Hoe nieuw is versplintering?

maandag 30 januari 2023, 13:00, Prof.Dr. Bert van den Braak

De Nederlandse politiek werd zowel in het Interbellum als in de eerste naoorlogse periode gekenmerkt door grote stabiliteit. Toch begon het tijdvak waarop Kamerleden op basis van evenredige vertegenwoordiging werden gekozen met 'versplintering'. De wijze waarop de zeteltoekenning was geregeld droeg ertoe bij dat er in 1918 liefst zeventien fracties waren (in een Tweede Kamer met honderd leden).

Nadat de regels in 1921 waren gewijzigd, nam dat aantal af, maar er kwamen wel spoedig nieuwe (splinter)partijen, zoals in 1922 de SGP en de HGSP. Nieuwkomers kregen ook nadien volop kansen.

Daarnaast was er soms sprake van 'interne' versplintering. Dat leidde zelden tot afsplitsingen (al waren ze er wel), maar veel meer tot fracties waarin ruimte was voor uiteenlopende opvattingen. Tot ver in de periode na 1945 kwam het voor dat fracties twee of meer woordvoerders hadden, zeker als er sprake was van een meerderheids- en minderheidsstandpunt.

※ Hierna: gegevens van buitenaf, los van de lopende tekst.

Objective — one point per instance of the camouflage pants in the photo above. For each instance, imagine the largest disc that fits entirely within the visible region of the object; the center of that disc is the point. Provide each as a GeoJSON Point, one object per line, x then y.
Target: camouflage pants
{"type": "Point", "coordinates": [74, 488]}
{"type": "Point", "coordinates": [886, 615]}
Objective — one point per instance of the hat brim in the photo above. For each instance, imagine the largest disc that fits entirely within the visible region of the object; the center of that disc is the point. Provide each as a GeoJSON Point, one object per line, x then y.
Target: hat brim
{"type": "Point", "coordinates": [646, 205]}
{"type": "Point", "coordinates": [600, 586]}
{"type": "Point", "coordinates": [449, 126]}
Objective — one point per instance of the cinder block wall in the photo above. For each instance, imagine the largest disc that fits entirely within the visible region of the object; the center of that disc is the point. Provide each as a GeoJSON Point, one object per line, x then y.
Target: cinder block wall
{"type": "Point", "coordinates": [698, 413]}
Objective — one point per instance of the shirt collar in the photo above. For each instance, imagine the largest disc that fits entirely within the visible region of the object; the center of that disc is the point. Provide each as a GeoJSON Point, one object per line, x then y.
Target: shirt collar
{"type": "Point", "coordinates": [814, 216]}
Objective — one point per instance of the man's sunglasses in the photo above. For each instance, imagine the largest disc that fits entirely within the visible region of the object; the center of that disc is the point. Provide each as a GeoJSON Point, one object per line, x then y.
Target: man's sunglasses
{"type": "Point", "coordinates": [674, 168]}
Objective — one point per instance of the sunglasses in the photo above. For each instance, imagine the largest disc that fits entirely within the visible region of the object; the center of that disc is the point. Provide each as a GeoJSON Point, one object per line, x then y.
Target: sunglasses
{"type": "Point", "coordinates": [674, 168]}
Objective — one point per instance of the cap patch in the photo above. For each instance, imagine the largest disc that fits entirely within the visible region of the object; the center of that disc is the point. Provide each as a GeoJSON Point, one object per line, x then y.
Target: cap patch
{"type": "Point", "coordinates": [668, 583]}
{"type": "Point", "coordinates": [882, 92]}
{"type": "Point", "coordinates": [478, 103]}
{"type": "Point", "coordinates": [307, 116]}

Bij de CHU kwam verdeeld stemmen vaak voor en de ARP had een traditie van 'dissidenten'. Genoemd kunnen worden Hugo Visscher en Pieter Gerbrandy. De naoorlogse ARP-fracties waren zelden het toonbeeld van eensgezindheid, met exponenten op zowel de rechtervleugel (Maarten Schakel) als linkervleugel (Boersma, later Jan-Nico Scholten).

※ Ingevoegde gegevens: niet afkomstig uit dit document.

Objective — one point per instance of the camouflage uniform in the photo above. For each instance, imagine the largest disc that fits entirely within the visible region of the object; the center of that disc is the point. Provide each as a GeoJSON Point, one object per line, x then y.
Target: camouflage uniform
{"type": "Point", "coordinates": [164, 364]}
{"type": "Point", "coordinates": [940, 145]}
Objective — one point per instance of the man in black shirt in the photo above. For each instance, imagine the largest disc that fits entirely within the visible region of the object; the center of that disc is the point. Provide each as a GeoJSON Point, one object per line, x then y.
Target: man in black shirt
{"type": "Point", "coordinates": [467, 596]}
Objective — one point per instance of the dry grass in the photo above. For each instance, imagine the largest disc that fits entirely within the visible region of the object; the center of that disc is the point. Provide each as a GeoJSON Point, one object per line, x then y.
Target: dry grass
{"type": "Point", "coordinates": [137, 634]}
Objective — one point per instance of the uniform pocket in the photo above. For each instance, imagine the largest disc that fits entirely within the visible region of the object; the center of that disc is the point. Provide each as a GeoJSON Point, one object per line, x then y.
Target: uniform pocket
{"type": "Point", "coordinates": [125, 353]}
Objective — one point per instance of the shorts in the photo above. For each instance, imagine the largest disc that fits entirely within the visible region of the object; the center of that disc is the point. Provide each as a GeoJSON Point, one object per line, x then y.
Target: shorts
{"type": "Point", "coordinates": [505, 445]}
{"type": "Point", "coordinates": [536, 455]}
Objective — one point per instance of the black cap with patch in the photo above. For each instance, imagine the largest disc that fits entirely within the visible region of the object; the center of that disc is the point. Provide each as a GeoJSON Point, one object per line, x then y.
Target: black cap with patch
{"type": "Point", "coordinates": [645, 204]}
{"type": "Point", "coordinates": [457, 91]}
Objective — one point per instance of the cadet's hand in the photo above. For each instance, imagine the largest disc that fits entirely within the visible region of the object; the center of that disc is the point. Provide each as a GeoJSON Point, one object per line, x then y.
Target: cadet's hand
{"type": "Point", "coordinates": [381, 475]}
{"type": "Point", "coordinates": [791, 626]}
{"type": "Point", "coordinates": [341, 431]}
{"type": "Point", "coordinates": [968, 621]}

De KVP kreeg in 1948 te maken met de afgesplitste rechtervleugel onder leiding van oud-minister Charles Welter. Ook toen die in 1956 was teruggekeerd in de 'moederpartij' was diens afwijkende geluid soms nog te horen (met Duynstee en Van Rijckevorsel als politieke 'nazaten' van de KNP).

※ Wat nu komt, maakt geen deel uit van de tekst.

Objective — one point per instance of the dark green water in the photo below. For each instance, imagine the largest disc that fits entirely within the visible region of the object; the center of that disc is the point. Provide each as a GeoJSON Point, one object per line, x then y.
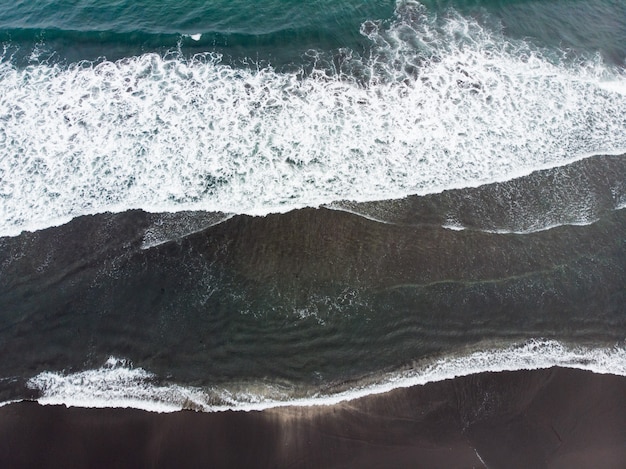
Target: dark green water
{"type": "Point", "coordinates": [280, 198]}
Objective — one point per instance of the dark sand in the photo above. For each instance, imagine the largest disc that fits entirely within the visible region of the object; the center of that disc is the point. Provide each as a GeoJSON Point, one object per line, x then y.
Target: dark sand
{"type": "Point", "coordinates": [556, 418]}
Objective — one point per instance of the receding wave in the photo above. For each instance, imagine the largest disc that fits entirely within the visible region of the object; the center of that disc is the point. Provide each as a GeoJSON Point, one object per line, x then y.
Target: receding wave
{"type": "Point", "coordinates": [118, 384]}
{"type": "Point", "coordinates": [439, 103]}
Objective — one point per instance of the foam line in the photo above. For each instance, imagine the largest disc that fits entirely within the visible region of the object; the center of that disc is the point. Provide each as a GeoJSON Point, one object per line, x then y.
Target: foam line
{"type": "Point", "coordinates": [168, 134]}
{"type": "Point", "coordinates": [117, 384]}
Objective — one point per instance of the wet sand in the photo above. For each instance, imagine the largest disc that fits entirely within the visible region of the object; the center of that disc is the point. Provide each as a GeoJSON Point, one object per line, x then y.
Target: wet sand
{"type": "Point", "coordinates": [555, 418]}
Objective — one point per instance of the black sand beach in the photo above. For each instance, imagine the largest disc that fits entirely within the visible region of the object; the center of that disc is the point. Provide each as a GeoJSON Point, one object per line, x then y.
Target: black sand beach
{"type": "Point", "coordinates": [553, 418]}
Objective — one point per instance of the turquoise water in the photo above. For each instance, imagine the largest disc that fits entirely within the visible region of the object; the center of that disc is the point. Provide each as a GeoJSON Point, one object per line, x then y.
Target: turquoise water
{"type": "Point", "coordinates": [281, 31]}
{"type": "Point", "coordinates": [153, 155]}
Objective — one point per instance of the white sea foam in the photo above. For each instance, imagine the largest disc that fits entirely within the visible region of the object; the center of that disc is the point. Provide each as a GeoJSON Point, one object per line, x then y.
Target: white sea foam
{"type": "Point", "coordinates": [438, 105]}
{"type": "Point", "coordinates": [119, 385]}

De PvdA had in Johan Scheps een Kamerlid dat soms afweek van de meerderheid. Zo was hij tegen het gezantschap bij de paus en tegen het verbreken van de band met Nieuw-Guinea. Tussen ca 1960 en 1980 kenden de PvdA verder altijd een groepje atoomdissidenten (die kernwapens afwezen) en die waren eveneens in de CDA-fractie te vinden.

Vanaf de jaren zestig leidde uitbreiding van het zeteltal naar 150 tot toename van nieuwe (vaak kleine) fracties. Genoemd kunnen worden PSP, GPV, Boerenpartij, PPR, NMP, RKPN, maar ook D'66 en DS'70.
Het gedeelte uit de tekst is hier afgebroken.